Hématome sous-dural chronique : bénéfices de l'embolisation de l'artère méningée moyenne avec de la colle biologique

Publié le jeudi 9 juillet 2026

L'embolisation de l'artère méningée moyenne avec de la colle biologique à base de cyanoacrylate de n-butyle (Trufill*, Johnson & Johnson MedTech) chez des patients présentant un hématome sous-dural chronique a significativement réduit le taux de récurrence de l'hématome et de réintervention chirurgicale, selon un essai randomisé et contrôlé publié dans JAMA Neurology.

Le traitement standard de l'hématome sous-dural chronique symptomatique, qui implique historiquement une intervention chirurgicale avec la réalisation d'un drainage, est associé à un taux de récidive pouvant atteindre 30 %, rappellent Christopher Kellner de l'Icahn School of Medicine at Mount Sinai à New York et ses collègues.

Plus récemment, l'embolisation de l'artère méningée moyenne, qui vise à limiter l'apport vasculaire au niveau des membranes méningées, a fait l'objet d'un intérêt croissant dans la prise en charge de l'hématome sous-dural, que ce soit en ajout de la chirurgie ou en traitement de première ligne lorsque la chirurgie n'est pas requise.

Du fait de son adoption rapide ces dernières années et de l'accumulation des données relatives à son efficacité, l'embolisation pourrait devenir la principale procédure neurovasculaire à être exécutée dans le futur, pointent les chercheurs.

Dans cet essai multicentrique MEMBRANE financé par Johnson & Johnson MedTech, ils ont eu pour objectif de tester si la colle biologique Trufill*, qui est indiquée dans l'embolisation préchirurgicale des malformations artérioveineuses cérébrales, pouvait convenir pour l'embolisation de l'artère méningée moyenne en cas d'hématome sous-dural chronique.

Ils ont testé son efficacité et sa sécurité en ouvert, en ajout d'une prise en charge standard et en comparaison de celle-ci, chez 376 patients recrutés entre mai 2021 et février 2024 dans 30 hôpitaux (28 aux États-Unis et deux en Chine) et randomisés à parts égales entre les deux bras.

Pour être inclus, ils devaient être âgés entre 18 et 90 ans et présenter un score de Rankin modifié (mRS) de 3 points ou moins.

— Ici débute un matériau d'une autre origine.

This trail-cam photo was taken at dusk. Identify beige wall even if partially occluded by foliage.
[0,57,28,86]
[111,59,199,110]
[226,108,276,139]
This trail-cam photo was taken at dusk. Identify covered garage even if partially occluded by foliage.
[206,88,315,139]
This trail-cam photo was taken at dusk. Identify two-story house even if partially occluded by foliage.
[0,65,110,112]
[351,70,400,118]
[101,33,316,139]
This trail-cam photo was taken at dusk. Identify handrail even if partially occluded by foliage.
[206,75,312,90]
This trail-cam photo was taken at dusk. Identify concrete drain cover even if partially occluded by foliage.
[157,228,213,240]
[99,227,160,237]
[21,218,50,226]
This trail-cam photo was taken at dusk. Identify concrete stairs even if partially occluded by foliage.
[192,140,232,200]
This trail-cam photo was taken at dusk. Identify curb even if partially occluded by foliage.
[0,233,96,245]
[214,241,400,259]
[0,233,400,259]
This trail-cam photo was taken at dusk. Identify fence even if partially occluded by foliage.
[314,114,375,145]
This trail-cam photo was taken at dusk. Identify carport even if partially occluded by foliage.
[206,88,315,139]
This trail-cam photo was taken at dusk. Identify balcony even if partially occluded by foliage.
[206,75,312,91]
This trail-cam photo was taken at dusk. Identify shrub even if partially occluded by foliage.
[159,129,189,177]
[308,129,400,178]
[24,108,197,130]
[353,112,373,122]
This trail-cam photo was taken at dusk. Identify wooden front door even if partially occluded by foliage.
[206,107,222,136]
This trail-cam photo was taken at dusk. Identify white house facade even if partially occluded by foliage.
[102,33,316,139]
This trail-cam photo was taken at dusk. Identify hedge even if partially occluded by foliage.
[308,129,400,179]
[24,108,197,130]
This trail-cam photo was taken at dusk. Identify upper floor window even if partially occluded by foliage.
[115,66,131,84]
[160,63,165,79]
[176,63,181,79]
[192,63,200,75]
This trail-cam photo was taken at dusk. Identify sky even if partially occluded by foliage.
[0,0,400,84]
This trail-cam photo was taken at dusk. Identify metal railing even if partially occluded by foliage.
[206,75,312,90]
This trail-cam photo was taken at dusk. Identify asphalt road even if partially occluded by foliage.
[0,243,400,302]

L'âge moyen était de 70 ans et environ un quart étaient des femmes.

Le critère d'efficacité principal reposait sur l'observation d'un hématome sous-dural de plus de 10 mm ou nécessitant une nouvelle intervention chirurgicale au cours des six mois suivant l'inclusion, ce qui a été le cas pour 11,6 % des participants du bras "colle biologique" et pour 22 % de ceux du bras contrôle. Le bénéfice de l'embolisation sur ce critère était statistiquement significatif, avec une baisse du risque estimée à 47 %.

Le taux d'effets indésirables était de 72 % dans le groupe "colle biologique" et de 65 % dans le groupe contrôle. L'analyse du score mRS à trois mois a par ailleurs permis de mettre en évidence la non-infériorité de l'ajout de l'embolisation par rapport à la seule prise en charge standard.

Les chercheurs concluent au fait que "cette procédure a permis de réduire de façon significative le taux de récurrence de l'hématome et de réintervention chirurgicale, sans conduire à une hausse significative des effets indésirables".